Recently ignored by the media were findings presented at the annual meeting of the American Association of Clinical Endocrinology (AACE) from a study investigating the impact of a diet high in saturated fat on blood pressure. Published in the March/April issue of Endocrine Practice (abstract 201) A High Fat Diet in Obese Patients Induces Weight Loss, Leads to Improved Insulin Resistance, and Lowers Systolic Blood Pressure Despite Marked Increase in Dietary Sodium researchers concluded that their results were consistent with previous studies.
The study included 23 obese, hypertensive patients with documented atherosclerotic cardiovascular disease. The very type of patient who is counseled to eat a low-fat, low sodium diet to reduce their risks.
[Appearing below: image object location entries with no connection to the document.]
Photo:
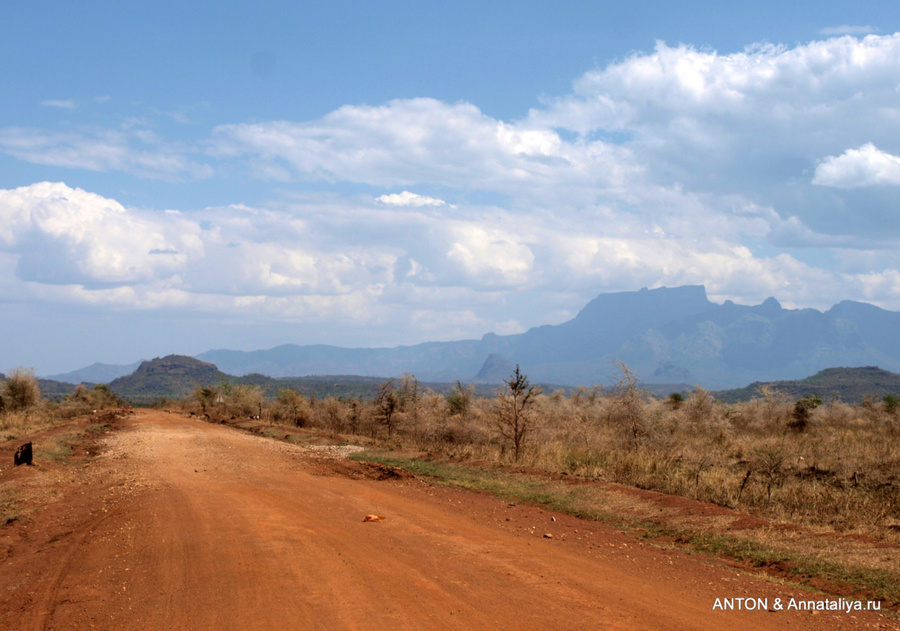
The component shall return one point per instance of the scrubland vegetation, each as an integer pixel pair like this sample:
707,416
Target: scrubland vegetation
23,410
823,464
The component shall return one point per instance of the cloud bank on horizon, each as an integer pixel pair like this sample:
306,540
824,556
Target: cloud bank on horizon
773,171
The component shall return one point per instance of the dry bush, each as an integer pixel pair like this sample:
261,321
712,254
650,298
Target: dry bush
243,401
291,408
87,400
20,390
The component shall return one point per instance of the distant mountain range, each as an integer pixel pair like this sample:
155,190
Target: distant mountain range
670,336
177,376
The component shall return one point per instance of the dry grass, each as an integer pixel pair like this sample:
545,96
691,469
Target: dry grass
838,470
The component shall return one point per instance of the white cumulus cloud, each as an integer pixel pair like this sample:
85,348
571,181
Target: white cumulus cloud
857,168
409,199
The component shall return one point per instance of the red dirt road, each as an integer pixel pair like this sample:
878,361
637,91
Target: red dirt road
187,525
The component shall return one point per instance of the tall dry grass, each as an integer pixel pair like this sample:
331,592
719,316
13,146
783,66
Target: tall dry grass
838,469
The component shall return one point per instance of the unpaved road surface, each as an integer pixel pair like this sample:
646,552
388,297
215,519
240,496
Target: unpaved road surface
186,525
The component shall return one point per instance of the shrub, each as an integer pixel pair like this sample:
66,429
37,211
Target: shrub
513,410
20,390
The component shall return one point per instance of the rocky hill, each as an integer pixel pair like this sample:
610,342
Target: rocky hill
666,335
850,385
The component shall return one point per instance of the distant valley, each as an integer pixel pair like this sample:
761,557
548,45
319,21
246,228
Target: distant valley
672,336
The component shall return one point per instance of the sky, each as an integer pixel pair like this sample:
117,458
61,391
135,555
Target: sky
179,177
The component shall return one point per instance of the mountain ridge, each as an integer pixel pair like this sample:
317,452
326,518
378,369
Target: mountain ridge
665,335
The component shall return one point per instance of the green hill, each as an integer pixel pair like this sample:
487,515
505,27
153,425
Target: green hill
850,385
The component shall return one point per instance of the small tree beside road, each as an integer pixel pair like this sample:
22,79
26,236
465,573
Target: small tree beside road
513,410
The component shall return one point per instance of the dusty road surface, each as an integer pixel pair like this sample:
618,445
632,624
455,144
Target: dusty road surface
182,524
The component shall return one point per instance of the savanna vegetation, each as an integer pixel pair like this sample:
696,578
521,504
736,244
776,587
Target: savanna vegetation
23,409
823,464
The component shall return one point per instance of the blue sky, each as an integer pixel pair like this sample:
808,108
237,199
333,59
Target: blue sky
176,177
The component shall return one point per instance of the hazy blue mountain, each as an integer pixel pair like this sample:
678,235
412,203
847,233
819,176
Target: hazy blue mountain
666,335
96,373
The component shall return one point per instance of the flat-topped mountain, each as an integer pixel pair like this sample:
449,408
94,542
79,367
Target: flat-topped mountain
666,335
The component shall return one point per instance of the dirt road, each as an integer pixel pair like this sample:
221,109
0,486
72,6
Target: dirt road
187,525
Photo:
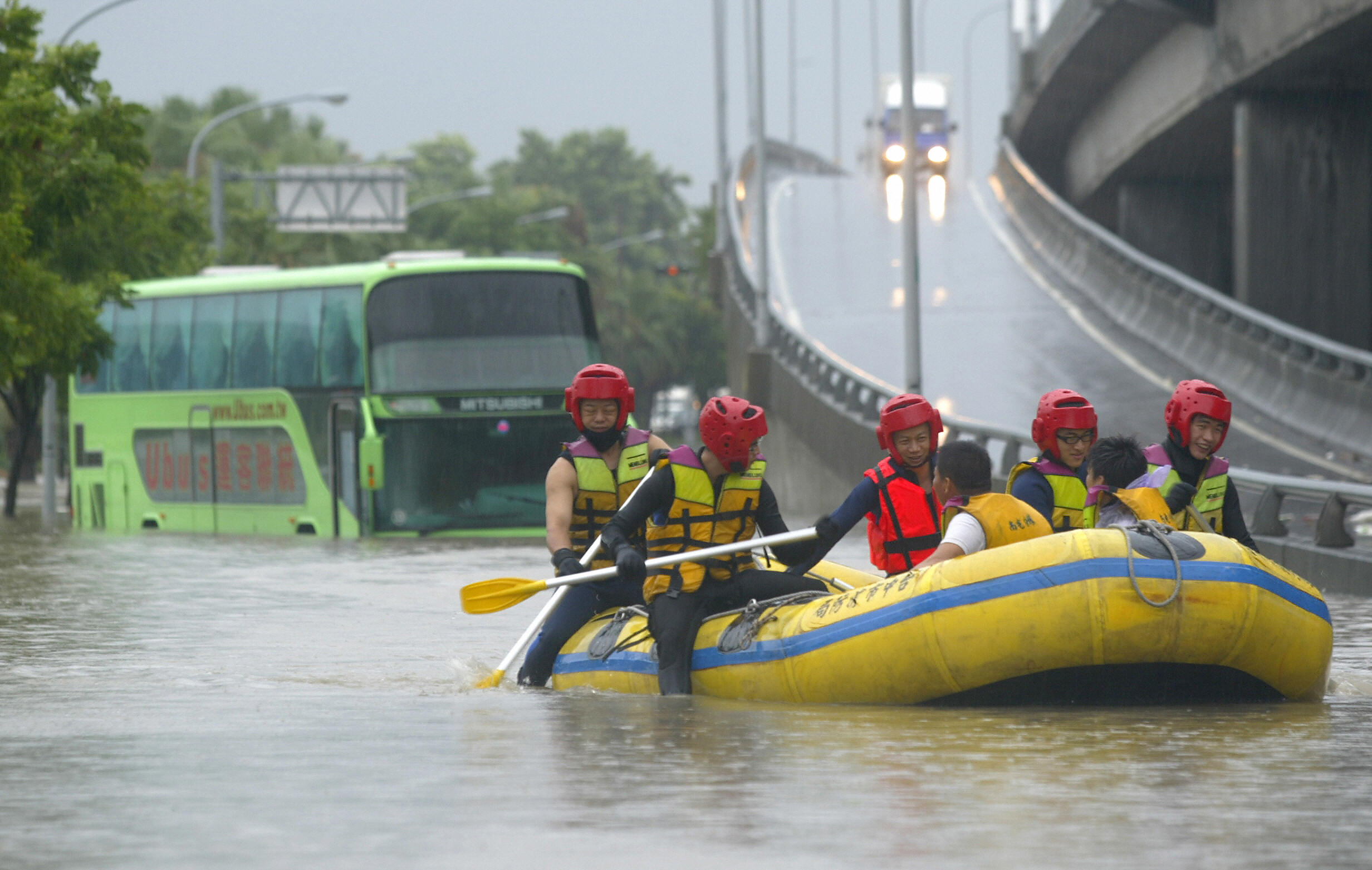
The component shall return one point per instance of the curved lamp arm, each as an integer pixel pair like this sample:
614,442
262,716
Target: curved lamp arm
239,110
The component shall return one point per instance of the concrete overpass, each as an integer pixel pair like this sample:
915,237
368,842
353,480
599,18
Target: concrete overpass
1006,319
1229,139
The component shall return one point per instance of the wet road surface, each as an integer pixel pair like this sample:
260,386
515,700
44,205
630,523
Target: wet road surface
175,702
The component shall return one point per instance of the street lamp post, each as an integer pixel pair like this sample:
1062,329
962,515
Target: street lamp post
921,60
761,331
468,194
722,195
910,184
997,6
336,99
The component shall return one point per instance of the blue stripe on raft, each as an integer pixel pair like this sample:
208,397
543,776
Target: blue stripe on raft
961,596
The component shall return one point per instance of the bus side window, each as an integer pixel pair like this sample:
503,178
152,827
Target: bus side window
254,335
99,382
298,338
170,344
210,333
132,339
341,341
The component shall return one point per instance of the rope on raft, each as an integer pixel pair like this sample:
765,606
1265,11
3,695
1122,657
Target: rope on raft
1158,533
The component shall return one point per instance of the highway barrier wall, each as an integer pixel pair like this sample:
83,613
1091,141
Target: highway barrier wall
1304,380
822,418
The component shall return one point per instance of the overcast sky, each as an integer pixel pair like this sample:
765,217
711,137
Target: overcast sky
487,69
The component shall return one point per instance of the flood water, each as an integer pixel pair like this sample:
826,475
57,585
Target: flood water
178,702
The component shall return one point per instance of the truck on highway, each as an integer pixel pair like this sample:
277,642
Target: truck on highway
932,125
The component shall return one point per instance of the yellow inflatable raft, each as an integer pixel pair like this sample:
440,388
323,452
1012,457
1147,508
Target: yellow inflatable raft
1084,617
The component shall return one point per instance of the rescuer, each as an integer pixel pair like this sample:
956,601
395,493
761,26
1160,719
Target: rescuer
693,501
585,487
1121,490
1198,419
896,496
1054,482
976,519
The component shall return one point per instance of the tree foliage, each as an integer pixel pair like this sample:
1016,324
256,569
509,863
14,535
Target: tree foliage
76,214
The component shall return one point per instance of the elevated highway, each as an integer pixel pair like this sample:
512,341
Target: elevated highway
1001,329
1229,139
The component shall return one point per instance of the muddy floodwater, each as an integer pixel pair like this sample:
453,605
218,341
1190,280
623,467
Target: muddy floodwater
178,702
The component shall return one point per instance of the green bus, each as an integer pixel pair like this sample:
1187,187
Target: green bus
403,397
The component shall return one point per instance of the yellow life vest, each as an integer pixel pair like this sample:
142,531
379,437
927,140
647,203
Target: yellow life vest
697,519
1211,489
1004,519
601,492
1069,493
1146,502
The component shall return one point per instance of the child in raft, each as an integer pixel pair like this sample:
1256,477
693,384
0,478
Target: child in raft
1121,490
976,519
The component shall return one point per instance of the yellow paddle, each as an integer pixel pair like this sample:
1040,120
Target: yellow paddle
505,592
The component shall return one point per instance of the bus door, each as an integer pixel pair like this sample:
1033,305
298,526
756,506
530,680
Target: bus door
205,490
117,497
344,480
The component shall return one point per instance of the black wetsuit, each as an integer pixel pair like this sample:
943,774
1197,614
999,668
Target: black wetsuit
675,617
1189,470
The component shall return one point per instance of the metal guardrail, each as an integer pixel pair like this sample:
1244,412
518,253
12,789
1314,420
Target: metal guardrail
1308,382
859,395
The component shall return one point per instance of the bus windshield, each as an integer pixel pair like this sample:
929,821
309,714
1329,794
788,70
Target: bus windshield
478,330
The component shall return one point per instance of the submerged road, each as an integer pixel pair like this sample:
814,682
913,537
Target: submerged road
180,702
994,338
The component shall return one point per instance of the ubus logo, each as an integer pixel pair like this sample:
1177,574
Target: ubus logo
500,403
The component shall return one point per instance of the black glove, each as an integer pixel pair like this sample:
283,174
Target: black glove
630,566
1179,497
567,561
828,531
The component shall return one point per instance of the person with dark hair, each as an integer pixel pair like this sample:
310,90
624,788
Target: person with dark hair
1054,482
586,485
896,496
696,500
1121,490
974,518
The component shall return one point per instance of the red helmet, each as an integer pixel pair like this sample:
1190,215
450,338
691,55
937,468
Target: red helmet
905,412
1061,409
729,426
1191,398
599,382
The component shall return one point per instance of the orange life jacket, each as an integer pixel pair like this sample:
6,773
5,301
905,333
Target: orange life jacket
905,529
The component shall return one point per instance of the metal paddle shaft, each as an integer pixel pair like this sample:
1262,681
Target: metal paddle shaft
675,559
500,593
527,637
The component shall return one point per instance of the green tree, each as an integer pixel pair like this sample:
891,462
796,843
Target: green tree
76,216
660,330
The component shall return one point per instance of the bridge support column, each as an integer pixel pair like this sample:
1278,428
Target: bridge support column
1184,224
1302,211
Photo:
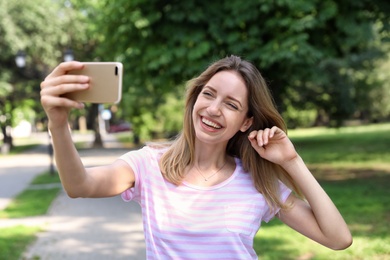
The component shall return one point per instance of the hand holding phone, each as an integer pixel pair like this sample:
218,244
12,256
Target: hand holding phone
105,83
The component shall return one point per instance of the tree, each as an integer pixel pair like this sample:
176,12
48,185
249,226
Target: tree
43,30
309,51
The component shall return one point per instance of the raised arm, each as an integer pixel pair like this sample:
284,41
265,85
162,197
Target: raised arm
318,218
78,181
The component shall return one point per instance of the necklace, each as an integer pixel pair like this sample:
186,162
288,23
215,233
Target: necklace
209,177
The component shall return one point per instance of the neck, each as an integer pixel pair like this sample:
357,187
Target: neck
209,156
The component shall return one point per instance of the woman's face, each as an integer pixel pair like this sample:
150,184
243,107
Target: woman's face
220,110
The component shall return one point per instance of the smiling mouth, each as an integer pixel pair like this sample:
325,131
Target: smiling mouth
211,124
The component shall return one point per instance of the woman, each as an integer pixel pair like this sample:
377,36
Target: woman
204,196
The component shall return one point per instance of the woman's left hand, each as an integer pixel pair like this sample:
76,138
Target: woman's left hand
273,145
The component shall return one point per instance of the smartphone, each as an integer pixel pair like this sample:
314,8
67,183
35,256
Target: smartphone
105,83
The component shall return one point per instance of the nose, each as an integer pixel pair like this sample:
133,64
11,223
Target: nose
214,108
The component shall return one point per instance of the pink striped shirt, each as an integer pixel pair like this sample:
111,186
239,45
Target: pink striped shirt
191,222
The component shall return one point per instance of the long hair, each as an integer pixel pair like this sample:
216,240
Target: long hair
261,107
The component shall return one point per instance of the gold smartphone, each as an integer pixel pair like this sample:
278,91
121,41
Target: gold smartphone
105,83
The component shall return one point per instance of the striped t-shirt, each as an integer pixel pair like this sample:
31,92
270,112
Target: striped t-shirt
191,222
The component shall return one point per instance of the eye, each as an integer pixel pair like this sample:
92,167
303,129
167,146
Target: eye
232,105
207,93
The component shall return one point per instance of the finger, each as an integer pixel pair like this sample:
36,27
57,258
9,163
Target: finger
51,101
265,136
63,89
252,134
259,149
64,67
50,82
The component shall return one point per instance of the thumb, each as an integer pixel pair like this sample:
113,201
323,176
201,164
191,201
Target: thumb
259,149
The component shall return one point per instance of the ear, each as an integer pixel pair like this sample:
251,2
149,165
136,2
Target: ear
247,123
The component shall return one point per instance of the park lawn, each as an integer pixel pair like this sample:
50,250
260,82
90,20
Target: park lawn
31,202
353,166
13,240
35,200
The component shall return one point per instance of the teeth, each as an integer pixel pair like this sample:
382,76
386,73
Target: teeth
209,123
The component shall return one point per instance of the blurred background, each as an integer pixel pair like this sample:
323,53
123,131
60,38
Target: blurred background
327,62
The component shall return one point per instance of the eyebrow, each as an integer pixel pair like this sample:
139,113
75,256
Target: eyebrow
229,97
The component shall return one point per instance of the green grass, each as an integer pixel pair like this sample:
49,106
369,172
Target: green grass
13,241
353,166
31,202
349,146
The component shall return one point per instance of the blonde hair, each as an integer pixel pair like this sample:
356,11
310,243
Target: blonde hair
261,107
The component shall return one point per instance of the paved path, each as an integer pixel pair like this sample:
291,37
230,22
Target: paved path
76,228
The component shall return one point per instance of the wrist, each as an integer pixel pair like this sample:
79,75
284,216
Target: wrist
292,164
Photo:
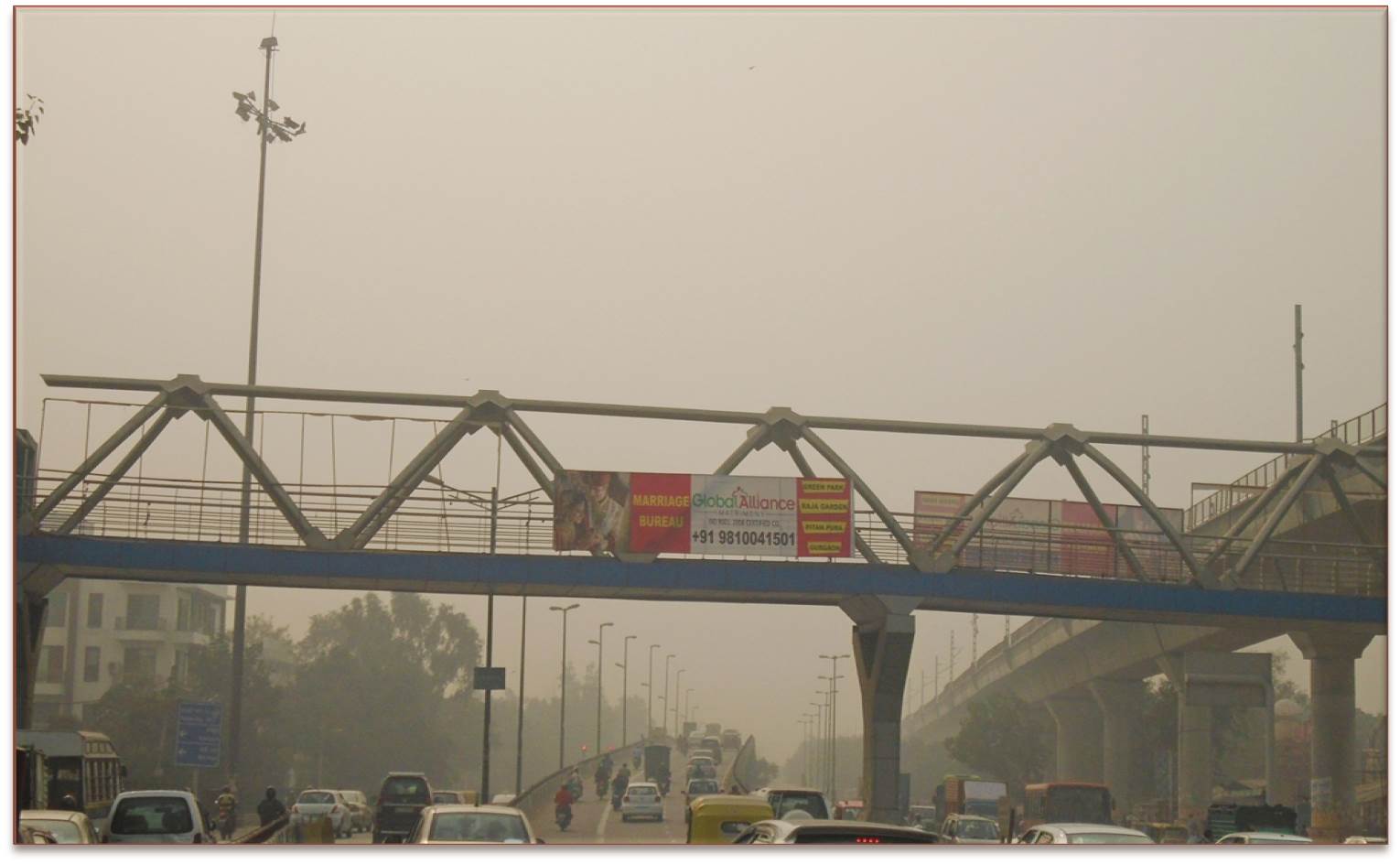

Instead of the traditional dietary recommendation, researchers had these subjects consume a diet high in saturated fat (50% of their total calories) while restricting starches. Yes, a low-carb diet.
Not surprisingly, the group experienced weight loss even while eating whatever they wanted from the allowed foods (ad libitum consumption). In addition, they also lowered their blood pressure (the primary focus of the study) and improved insulin sensitivity. Oh, and did I mention they did this while consuming more sodium too?
Dr. James Hays and colleagues previously reported in the Mayo Clinic Proceedings that the patients achieved significant improvements in a number of cardiovascular risk factors, including reductions in total triglycerides, triglycerides, very low density lipoprotein (vLDL), and vLDL particle size. Additionally, while LDL and HDL concentrations were unchanged, there were significant increases in HDL and LDL particle size.
So, not only did they improve insulin sensitivity, lower blood pressure, and lose weight, they also reduced their risks because their cholesterol levels improved. Add to that those participating either reduced or eliminated their medications during the trial period.
These findings, along with dozens of other studies, continue to support the use of carbohydrate restriction as a dietary intervention for both weight loss and health risk reduction. Taken as a whole body of evidence, the data suggests we must focus our attention not on dietary sodium and fat but on fasting insulin and insulin sensitivity as part of the process to determine the best dietary intervention to reduce health risks and weight.